Hi all !
I'm getting trouble with my HBase as the following error appears more
and more often (each 2 to 15 mins on each node):
2012-06-25 10:25:30,646 WARN
org.apache.hadoop.hdfs.server.datanode.DataNode:
DatanodeRegistration(10.120.0.5:50010,
storageID=DS-1339564791-127.0.0.1-50010-1296151113818, infoPort=50075,
ipcPort=50020):Got exception while serving
blk_4839251368515801234_555101 to /10.120.0.5:
java.net.SocketTimeoutException: 480000 millis timeout while waiting for
channel to be ready for write. ch :
java.nio.channels.SocketChannel[connected local=/10.120.0.5:50010
remote=/10.120.0.5:42564]
at
org.apache.hadoop.net.SocketIOWithTimeout.waitForIO(SocketIOWithTimeout.java:246)
at
org.apache.hadoop.net.SocketOutputStream.waitForWritable(SocketOutputStream.java:159)
at
org.apache.hadoop.net.SocketOutputStream.transferToFully(SocketOutputStream.java:198)
at
org.apache.hadoop.hdfs.server.datanode.BlockSender.sendChunks(BlockSender.java:397)
at
org.apache.hadoop.hdfs.server.datanode.BlockSender.sendBlock(BlockSender.java:493)
at
org.apache.hadoop.hdfs.server.datanode.DataXceiver.readBlock(DataXceiver.java:267)
at
org.apache.hadoop.hdfs.server.datanode.DataXceiver.run(DataXceiver.java:163)

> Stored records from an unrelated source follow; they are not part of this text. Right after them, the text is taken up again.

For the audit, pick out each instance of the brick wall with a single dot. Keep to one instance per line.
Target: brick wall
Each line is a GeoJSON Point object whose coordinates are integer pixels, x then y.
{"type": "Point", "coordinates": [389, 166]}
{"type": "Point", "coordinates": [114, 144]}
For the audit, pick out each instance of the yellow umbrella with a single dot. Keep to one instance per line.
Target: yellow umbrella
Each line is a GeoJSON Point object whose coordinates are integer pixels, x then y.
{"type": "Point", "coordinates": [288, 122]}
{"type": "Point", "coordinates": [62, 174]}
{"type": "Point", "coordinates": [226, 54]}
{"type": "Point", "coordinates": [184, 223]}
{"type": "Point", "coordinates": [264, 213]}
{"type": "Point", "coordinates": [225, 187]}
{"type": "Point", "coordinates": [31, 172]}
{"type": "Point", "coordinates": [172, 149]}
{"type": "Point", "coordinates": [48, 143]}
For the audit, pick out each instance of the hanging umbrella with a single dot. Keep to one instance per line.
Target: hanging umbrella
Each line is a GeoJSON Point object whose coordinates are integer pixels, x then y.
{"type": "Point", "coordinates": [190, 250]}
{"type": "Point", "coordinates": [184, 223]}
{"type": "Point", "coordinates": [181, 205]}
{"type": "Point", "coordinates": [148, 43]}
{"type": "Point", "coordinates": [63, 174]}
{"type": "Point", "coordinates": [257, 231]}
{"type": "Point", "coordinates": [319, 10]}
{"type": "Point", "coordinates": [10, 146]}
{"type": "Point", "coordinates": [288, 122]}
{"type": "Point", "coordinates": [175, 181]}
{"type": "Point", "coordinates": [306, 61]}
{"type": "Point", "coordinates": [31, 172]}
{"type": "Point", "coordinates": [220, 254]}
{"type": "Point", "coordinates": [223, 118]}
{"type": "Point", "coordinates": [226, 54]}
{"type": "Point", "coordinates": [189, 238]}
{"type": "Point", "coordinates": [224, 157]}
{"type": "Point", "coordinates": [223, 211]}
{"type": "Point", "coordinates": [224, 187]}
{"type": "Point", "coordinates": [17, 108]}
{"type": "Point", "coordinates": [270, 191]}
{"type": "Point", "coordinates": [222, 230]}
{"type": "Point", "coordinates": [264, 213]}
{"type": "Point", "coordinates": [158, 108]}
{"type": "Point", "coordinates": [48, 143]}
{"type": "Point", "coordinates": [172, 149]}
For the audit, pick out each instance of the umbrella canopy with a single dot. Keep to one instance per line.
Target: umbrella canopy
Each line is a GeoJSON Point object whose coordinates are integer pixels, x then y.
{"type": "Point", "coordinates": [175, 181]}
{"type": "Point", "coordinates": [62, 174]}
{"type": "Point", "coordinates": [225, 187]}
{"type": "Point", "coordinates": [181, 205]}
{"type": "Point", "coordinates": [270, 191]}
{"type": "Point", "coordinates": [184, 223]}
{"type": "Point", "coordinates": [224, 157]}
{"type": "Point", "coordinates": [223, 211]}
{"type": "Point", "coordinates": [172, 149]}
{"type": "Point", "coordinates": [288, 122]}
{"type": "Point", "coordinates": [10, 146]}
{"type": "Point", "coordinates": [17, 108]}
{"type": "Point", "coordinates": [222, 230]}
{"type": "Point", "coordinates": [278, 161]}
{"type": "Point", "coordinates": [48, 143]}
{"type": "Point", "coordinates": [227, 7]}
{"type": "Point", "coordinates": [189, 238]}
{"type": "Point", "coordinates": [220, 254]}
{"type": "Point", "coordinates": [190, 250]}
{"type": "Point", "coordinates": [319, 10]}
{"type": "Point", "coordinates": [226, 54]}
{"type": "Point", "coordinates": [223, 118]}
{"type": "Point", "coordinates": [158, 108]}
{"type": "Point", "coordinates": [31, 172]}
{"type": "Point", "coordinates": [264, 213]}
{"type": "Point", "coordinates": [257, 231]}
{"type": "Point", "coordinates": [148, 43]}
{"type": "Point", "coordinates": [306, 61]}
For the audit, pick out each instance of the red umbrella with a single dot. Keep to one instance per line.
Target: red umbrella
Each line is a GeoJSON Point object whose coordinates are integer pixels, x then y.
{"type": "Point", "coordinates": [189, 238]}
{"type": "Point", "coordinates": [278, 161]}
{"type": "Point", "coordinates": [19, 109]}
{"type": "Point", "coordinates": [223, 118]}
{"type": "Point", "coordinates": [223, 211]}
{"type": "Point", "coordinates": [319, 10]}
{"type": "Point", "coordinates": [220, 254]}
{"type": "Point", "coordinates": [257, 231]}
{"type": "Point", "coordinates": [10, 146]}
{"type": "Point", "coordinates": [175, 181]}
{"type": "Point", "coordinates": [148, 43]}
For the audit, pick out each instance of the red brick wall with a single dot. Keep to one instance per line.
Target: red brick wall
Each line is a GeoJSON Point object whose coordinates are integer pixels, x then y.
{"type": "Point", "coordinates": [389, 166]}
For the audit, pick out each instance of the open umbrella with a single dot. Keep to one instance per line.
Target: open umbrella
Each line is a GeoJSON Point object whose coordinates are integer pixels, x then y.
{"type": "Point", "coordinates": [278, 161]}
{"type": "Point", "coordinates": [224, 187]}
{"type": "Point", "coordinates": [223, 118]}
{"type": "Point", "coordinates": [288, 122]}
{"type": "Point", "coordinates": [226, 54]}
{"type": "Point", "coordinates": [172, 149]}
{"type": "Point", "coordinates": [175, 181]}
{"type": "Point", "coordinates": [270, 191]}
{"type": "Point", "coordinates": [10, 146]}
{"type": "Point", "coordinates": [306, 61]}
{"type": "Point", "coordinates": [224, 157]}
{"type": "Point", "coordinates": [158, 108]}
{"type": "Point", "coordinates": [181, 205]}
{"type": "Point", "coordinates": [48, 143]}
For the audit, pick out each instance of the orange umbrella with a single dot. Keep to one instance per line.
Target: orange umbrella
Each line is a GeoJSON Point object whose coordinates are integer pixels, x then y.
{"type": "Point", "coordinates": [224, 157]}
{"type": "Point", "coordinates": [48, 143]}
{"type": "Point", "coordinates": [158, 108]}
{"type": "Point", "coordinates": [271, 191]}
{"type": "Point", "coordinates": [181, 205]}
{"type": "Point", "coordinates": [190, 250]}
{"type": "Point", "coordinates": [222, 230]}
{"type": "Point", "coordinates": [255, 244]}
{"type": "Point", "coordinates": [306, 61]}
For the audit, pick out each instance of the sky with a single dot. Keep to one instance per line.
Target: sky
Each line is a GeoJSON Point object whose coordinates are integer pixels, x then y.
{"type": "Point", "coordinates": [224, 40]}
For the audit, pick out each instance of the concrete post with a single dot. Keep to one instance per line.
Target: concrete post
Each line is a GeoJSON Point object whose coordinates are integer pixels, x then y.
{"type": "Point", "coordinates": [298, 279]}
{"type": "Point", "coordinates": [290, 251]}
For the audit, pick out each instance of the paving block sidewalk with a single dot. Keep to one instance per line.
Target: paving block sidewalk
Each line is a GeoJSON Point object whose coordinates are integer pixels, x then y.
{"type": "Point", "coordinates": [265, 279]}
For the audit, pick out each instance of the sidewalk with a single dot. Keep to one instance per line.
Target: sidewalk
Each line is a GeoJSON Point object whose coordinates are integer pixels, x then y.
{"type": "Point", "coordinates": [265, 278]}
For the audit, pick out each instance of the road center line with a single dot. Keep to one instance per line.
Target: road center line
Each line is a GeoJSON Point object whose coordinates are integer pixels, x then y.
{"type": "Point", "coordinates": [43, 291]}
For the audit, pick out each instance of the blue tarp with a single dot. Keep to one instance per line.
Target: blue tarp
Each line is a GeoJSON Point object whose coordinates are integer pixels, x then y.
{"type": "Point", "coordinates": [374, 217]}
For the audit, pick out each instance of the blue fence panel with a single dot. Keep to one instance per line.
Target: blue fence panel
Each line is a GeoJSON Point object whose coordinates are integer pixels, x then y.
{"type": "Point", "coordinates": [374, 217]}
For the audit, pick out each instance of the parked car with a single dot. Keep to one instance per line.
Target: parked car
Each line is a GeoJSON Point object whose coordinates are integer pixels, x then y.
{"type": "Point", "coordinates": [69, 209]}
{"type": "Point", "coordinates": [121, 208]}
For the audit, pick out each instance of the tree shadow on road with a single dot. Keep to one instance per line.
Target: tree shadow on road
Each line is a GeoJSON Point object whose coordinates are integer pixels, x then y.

2012-06-25 10:25:30,646 ERROR
org.apache.hadoop.hdfs.server.datanode.DataNode:
DatanodeRegistration(10.120.0.5:50010,
storageID=DS-1339564791-127.0.0.1-50010-1296151113818, infoPort=50075,
ipcPort=50020):DataXceiver
java.net.SocketTimeoutException: 480000 millis timeout while waiting for
channel to be ready for write. ch :
java.nio.channels.SocketChannel[connected local=/10.120.0.5:50010
remote=/10.120.0.5:42564]
at
org.apache.hadoop.net.SocketIOWithTimeout.waitForIO(SocketIOWithTimeout.java:246)
at
org.apache.hadoop.net.SocketOutputStream.waitForWritable(SocketOutputStream.java:159)
at
org.apache.hadoop.net.SocketOutputStream.transferToFully(SocketOutputStream.java:198)
at
org.apache.hadoop.hdfs.server.datanode.BlockSender.sendChunks(BlockSender.java:397)
at
org.apache.hadoop.hdfs.server.datanode.BlockSender.sendBlock(BlockSender.java:493)
at
org.apache.hadoop.hdfs.server.datanode.DataXceiver.readBlock(DataXceiver.java:267)
at
org.apache.hadoop.hdfs.server.datanode.DataXceiver.run(DataXceiver.java:163)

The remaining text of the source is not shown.